The physical demands described here are representative of those that must be met by an employee to successfully perform the essential functions of the job. Reasonable accommodations may be made to enable individuals with disabilities to perform the essential functions.

•  Ability to sit, stand, walk, reach with hands and arms, and use hands along with fingers, to handle or feel
•  Ability to lift and/or move up to 20 pounds

Education and Experience   

Key Responsibilities

• Complete case report forms accurately and timely

• Resolve routine data queries independently; escalate complex queries

• Reconcile source documents against CRF entries

• Maintain data documentation per ALCOA+ and study data standards

Requirements — Education, Experience & Competencies

• BS/BA preferred OR equivalent experience

• Typically, 1–3 years data or clinical research experience

• Independent query resolution demonstrated

Why JCCT?

JCCT has provided exceptional customer service to clients, volunteers, and vendors for the last 20 years. This team effort has resulted in our company getting recognized as one of the best clinical research sites in the United States.

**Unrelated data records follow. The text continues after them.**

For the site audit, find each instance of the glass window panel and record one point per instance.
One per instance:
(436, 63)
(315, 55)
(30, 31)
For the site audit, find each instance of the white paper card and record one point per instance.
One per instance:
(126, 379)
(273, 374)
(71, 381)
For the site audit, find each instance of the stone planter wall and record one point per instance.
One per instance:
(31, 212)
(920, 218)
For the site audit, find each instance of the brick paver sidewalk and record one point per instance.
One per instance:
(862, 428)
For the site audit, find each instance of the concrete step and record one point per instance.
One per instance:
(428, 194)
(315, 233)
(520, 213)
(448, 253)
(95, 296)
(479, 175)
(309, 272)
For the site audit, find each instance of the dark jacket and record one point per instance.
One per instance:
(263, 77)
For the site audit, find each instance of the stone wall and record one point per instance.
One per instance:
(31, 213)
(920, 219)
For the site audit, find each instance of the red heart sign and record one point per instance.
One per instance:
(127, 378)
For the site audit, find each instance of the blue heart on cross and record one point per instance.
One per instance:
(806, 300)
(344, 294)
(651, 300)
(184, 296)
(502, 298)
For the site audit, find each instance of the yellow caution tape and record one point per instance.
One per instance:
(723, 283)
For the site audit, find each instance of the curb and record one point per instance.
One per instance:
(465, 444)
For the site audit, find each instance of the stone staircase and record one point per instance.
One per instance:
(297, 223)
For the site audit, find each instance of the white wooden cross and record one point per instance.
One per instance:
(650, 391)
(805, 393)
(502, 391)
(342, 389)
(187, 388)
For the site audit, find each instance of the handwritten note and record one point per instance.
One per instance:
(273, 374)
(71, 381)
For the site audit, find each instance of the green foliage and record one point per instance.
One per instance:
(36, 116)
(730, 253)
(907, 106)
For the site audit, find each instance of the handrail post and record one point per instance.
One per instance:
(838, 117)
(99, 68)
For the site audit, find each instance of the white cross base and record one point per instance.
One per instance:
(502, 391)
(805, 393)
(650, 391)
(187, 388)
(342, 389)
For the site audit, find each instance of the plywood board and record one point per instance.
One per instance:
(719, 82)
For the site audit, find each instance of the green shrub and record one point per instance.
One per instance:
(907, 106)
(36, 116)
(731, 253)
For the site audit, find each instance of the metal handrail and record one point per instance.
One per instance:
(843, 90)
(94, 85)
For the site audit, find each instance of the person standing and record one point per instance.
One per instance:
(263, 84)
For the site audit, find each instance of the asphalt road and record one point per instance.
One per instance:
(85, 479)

We are actively growing through acquisition and organic growth and need high performing individuals to help support our continued success. Our clients come from all over the world to place a study at our research sites. We are proud of what we have accomplished and invite you to explore career opportunities with us. JCCT makes a promise to support, accept and respect you as an individual, in our family focused environment.

Our vision is to make a difference in our world to help improve the health and wellbeing of others through pharmaceutical research and the processes of drug development. Our impact is driven by genuine care, support and customer service provided to our employees, volunteers, and sponsors.

If you are looking for a positive work environment and the opportunity for personal growth and satisfaction, we encourage you to apply at JCCT. Qualified candidates will be contacted for interviews. Unleash your potential and apply today!

EEO

JCCT provides equal employment opportunities (EEO) to all employees and applicants. We value diversity at our company, and it is our policy to recruit, hire, and promote qualified individuals without regard to race, religion, color, national origin, gender, sexual orientation, age, marital status, veteran status, or disability status.